Johnny Sulentic

Personal information
- Full name: John Ive Sulentic
- Date of birth: 24 December 1979 (age 46)
- Place of birth: Vancouver, British Columbia, Canada
- Position: Midfielder

Team information
- Current team: Port Moody Soccer Club (Technical Director)

Youth career
- Matthew McNair Secondary School
- Edwardsville High School
- Dinamo Zagreb

Senior career*
- Years: Team / Apps / (Gls)
- 1999–2005: Vancouver Whitecaps / 110 / (30)
- 2005–2006: FC St. Pauli / 24 / (2)
- 2006–2007: Vancouver Whitecaps / 0 / (0)

International career
- 1998: Canada U20 / 1 / (0)
- 2000: Canada U23 / 1 / (0)
- 2004–2005: Canada / 2 / (0)

Managerial career
- 2008: Euro Pro Football Academy
- 2009–: Mountain WFC (U-12 Boys Head Coach)

= Ive Sulentic =

Canadian soccer player

John Ive Sulentic (born 24 December 1979) is a Canadian former professional soccer player who played as a midfielder.

==Early life==
Sulentic attended Matthew McNair Secondary School and Edwardsville High School.

==Club career==
Sulentic began his professional career in 1999 with Vancouver Whitecaps.

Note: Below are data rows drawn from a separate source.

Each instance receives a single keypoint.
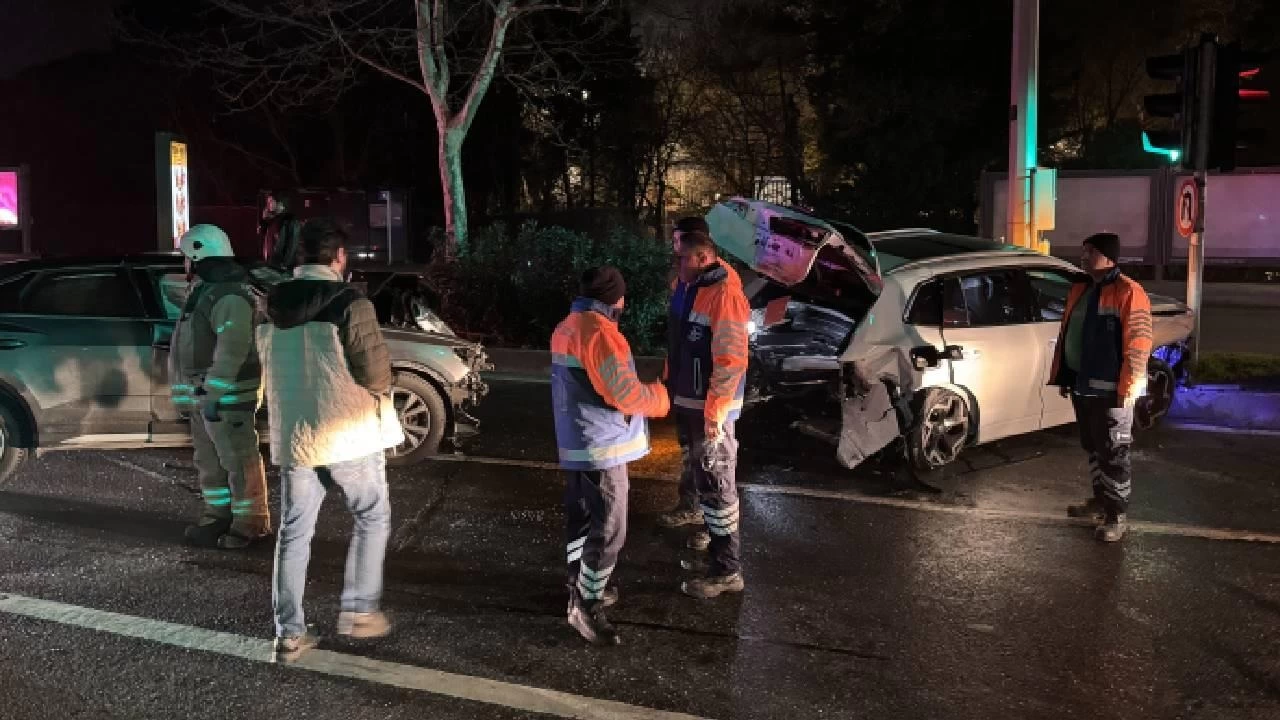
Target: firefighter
(600, 410)
(707, 359)
(1101, 361)
(215, 374)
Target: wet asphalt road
(868, 595)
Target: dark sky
(33, 32)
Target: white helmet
(205, 241)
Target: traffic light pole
(1023, 115)
(1196, 247)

He broke the USL assist record in his rookie year, with 19 helpers. In 2001, he became Vancouver's all-time assist leader in the post CSL era. In 2002 Sulentic had two trials with Dinamo Zagreb but could not find a place. The Whitecaps offered him a contract in 2005 to play in the USL, but he wanted more money so he moved to German third league side St. Pauli in 2005. In one year in Hamburg he played 24 games and scored two goals.

He was later re-signed by Vancouver but did not play a competitive match. In December 2007 he left Vancouver Whitecaps.

==International career==
Sulentic represented Canada at the 1998 CONCACAF U-19 Qualification Tournament (Canada did not qualify for the 1999 FIFA World Youth Championship). He was 24 years old when he won his first cap with Canada's senior team on 18 January 2004 in Bridgetown, a 1:0 win over Barbados and he represented Canada at the 2000 CONCACAF Men's Olympic Qualification Tournament.

His final international was a November 2005 friendly match against Luxembourg.

==Coaching career==
In 2009, Sulentic began his coaching career training the Under-12 Boys of Mountain WFC besides working as Head Coach at Euro Pro Football Academy. He later became the Technical Director at Port Moody Soccer Club.

==Personal life==
His older brother Petar is a semi-professional soccer player, who played for Croatia SC as well.